I am not familiar with heat pumps. The contractor that showed me the job wants to replace the steam boiler with a conventional cast iron hot water boiler and pipe direct to the heat pumps. He further explained that the boiler water needed to supply the heat pumps is in the range of 80-110 degrees. If this is correct, this return water temp is too cool for a conventional boiler and I advised against this.



I considered multiple mod cons, but the venting is nearly impossible. So, I have also considered a 4 way mixing valve, variable speed injection pump, bypass piping or a water to water heat exchanger to separate the boiler from the system and provide boiler return water protection.



Any suggestions?

Comments

  • Outside boilers

    You would really benefit from using mod-cons. Can the boilers be installed outside or build a room for them that would give you the ability to vent properly? I work at a conmunity college that has a steam to water convertor and our gas usage would go down greatly if we switched out the steam boiler and installed mod-cons, quit ripping out the steam radiators and converted to hot water or at least when the radiators get gone use hot water coils in the split systems instead of electric heaters.

    Try to find a way to use the mod-cons. What are you using for the ac mode? Cooling tower, ground loops?

    Good luck!!

    Don in MO
  • Jason Quinn
    Jason Quinn Member Posts: 96
    Cooling tower for AC

    A maintenance guy onsite explained that on Oct 15th, they close the valves to the tower loop and open up the valves to the boiler loop.

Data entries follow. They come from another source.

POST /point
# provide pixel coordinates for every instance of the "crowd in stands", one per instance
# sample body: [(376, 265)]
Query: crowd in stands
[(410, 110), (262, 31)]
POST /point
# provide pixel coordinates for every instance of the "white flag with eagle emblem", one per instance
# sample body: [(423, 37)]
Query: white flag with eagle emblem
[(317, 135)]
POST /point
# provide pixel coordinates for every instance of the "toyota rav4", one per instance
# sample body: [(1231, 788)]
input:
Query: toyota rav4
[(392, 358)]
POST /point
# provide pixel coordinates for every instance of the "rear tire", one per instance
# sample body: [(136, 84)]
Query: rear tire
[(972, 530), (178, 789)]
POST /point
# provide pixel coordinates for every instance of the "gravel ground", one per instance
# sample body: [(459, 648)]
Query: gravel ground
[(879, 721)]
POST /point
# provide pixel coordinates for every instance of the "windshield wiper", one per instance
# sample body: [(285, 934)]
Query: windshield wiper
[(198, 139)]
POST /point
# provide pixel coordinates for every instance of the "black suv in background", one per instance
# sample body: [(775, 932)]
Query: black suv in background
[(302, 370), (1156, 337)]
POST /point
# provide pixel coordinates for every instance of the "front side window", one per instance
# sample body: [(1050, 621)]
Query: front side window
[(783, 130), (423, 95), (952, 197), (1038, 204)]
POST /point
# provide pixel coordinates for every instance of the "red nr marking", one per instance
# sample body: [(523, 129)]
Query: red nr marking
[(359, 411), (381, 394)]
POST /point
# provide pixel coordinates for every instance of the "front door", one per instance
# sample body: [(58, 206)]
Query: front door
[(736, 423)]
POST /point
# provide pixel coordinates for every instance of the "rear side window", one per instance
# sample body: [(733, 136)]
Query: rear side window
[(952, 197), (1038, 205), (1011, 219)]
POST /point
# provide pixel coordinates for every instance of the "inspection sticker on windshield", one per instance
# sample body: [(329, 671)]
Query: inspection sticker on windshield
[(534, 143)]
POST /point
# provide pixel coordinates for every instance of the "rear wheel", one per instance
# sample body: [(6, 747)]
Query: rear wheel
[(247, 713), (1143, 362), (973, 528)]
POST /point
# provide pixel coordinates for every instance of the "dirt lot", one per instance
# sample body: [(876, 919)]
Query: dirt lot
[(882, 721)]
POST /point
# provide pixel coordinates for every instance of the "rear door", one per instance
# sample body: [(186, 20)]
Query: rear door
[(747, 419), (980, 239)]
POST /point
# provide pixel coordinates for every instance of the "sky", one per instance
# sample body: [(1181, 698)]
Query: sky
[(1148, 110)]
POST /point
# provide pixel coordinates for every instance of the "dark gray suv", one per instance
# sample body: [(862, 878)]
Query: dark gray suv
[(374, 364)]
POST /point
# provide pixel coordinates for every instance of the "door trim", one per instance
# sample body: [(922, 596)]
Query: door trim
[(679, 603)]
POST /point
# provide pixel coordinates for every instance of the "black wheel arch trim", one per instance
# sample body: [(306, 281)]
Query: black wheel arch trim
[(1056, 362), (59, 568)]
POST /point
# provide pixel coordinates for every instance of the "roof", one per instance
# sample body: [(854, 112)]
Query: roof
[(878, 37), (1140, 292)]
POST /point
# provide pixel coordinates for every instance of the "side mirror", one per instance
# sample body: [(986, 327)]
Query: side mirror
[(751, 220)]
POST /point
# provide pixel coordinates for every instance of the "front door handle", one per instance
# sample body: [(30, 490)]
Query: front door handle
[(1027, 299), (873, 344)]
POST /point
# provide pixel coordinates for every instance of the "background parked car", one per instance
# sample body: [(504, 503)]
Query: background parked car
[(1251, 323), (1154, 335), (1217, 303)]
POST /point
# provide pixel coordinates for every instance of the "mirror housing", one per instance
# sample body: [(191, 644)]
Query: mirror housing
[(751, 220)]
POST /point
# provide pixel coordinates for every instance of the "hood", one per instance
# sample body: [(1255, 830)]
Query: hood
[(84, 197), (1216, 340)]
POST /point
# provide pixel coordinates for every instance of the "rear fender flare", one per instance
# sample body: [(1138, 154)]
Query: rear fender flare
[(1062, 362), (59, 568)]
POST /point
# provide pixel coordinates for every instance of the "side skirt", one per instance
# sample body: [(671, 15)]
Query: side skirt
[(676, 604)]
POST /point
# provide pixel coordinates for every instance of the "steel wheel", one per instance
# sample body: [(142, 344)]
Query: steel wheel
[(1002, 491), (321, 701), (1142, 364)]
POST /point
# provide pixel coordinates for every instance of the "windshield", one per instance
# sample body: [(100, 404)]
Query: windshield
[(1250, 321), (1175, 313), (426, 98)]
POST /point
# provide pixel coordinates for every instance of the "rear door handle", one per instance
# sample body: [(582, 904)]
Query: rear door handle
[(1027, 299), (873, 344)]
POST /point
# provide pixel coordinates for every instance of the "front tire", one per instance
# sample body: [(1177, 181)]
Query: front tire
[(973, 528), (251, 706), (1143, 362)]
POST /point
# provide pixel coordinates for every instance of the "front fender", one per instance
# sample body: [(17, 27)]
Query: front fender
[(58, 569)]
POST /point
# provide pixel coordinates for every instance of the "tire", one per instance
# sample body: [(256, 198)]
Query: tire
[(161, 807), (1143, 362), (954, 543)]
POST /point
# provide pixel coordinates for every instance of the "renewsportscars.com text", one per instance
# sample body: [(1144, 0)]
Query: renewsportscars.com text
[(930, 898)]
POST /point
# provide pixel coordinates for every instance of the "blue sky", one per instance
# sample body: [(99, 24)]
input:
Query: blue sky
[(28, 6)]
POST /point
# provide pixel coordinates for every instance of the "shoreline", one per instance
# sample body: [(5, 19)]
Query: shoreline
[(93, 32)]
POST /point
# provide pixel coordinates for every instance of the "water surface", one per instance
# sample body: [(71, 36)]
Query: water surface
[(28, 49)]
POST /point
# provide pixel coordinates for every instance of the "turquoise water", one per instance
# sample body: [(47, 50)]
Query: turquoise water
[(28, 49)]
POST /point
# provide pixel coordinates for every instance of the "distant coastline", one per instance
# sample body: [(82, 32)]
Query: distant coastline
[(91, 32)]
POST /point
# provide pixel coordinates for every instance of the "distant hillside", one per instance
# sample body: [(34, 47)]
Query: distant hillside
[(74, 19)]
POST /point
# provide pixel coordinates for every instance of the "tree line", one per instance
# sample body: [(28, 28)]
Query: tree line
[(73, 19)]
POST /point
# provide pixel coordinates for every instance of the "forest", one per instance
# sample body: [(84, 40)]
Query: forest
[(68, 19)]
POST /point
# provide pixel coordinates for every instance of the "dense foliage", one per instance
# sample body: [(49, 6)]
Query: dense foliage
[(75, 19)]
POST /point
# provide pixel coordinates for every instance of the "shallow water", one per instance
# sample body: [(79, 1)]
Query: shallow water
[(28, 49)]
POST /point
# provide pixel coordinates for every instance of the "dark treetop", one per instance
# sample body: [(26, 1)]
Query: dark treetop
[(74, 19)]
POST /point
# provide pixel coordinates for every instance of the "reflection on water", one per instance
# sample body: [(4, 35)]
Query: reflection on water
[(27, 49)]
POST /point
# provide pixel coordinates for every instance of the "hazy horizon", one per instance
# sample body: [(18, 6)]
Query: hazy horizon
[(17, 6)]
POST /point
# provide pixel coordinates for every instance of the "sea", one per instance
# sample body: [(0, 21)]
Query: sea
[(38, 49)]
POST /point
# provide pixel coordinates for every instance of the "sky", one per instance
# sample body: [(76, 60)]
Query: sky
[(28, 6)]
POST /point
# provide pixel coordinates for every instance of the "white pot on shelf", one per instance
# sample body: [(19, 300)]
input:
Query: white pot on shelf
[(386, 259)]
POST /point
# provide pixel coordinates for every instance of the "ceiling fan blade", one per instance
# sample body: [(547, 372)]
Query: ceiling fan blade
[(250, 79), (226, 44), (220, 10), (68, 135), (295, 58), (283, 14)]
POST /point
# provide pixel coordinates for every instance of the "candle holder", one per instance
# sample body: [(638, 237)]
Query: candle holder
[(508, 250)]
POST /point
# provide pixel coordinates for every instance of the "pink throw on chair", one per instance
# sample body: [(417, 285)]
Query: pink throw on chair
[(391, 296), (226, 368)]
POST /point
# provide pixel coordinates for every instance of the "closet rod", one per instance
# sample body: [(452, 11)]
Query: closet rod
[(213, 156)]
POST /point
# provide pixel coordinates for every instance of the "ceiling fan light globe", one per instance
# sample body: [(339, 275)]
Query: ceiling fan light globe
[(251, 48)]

Is this the norm? I have read elsewhere that these two systems sometimes work simultaneously during shoulder seasons as some areas of the building require cooling while others heating. I need to do more research onsite.



    I am trying to figure out whether I need to get the "heated water" from the boilers 55 ft up to the cooling tower or if the tower and boilers are isolated, only 40 ft up to the highest heat pump. Need to stay within my 30 psi relief valve setting or may have to add a heat exchanger.
  • Tom Blackwell_2
    Tom Blackwell_2 Member Posts: 126
    injection

    What you are describing is a standard injection scheme used with closed loop heat pump systems. A small amount of hot water is blended with the circulating water to add btu's to the system. This is done with standard non-condensing boilers to save money. Valving the heat rejection off in winter is commonly done so the cooling tower doesn't have to be maintained in winter. The premise of these systems is that they can redistribute heat from areas that have a winter load to those areas that need heat. Sadly, most buildings don't fit this profile because there is no or little process load. If a change of heat source is being looked at, by all means a mod-con would be better. One thing to be careful of is the size of the heating plant-usually the individual heat pumps are sized for cooling load, making the heating side greatly oversized. The heat source must be sized for the combined operation of all heat pumps in heating mode, unless there is some way to stage units on in the event of morning or weekend warm-up.
  • John Mills_5
    John Mills_5 Member Posts: 950
    This building

    Must not have a winter cooling load since they are shutting down the tower. What few units are cooling are having no trouble rejecting their heat into the loop. Many of our office buildings locally have this type of system and you can see towers pouring out the heat even in zero degree weather.



    Something like an old folks home may have enough rooms wanting heat that they can absorb the heat from common areas and kitchen and still need heat added to the loop.



    The loop stays under 100, don't want HPs going off on high head.
  • Jason Quinn
    Jason Quinn Member Posts: 96
    edited September 2010
    I "see" what you mean by injection, Tom

    The existing 800,000 btu steam boiler is connected to the 4 inch water loop via a steam to water heat exchanger- 11/2 inch in and out. Therefore, I can see how hot water is being "injected" into the much larger water loop from the boiler.



    The total heat pump cooling capacity is 60 tons in the building. To get the heating load, is it simply 60 x 12,000 btu= 720,000 btu? I want to further understand the relationship between heating and cooling load sizing.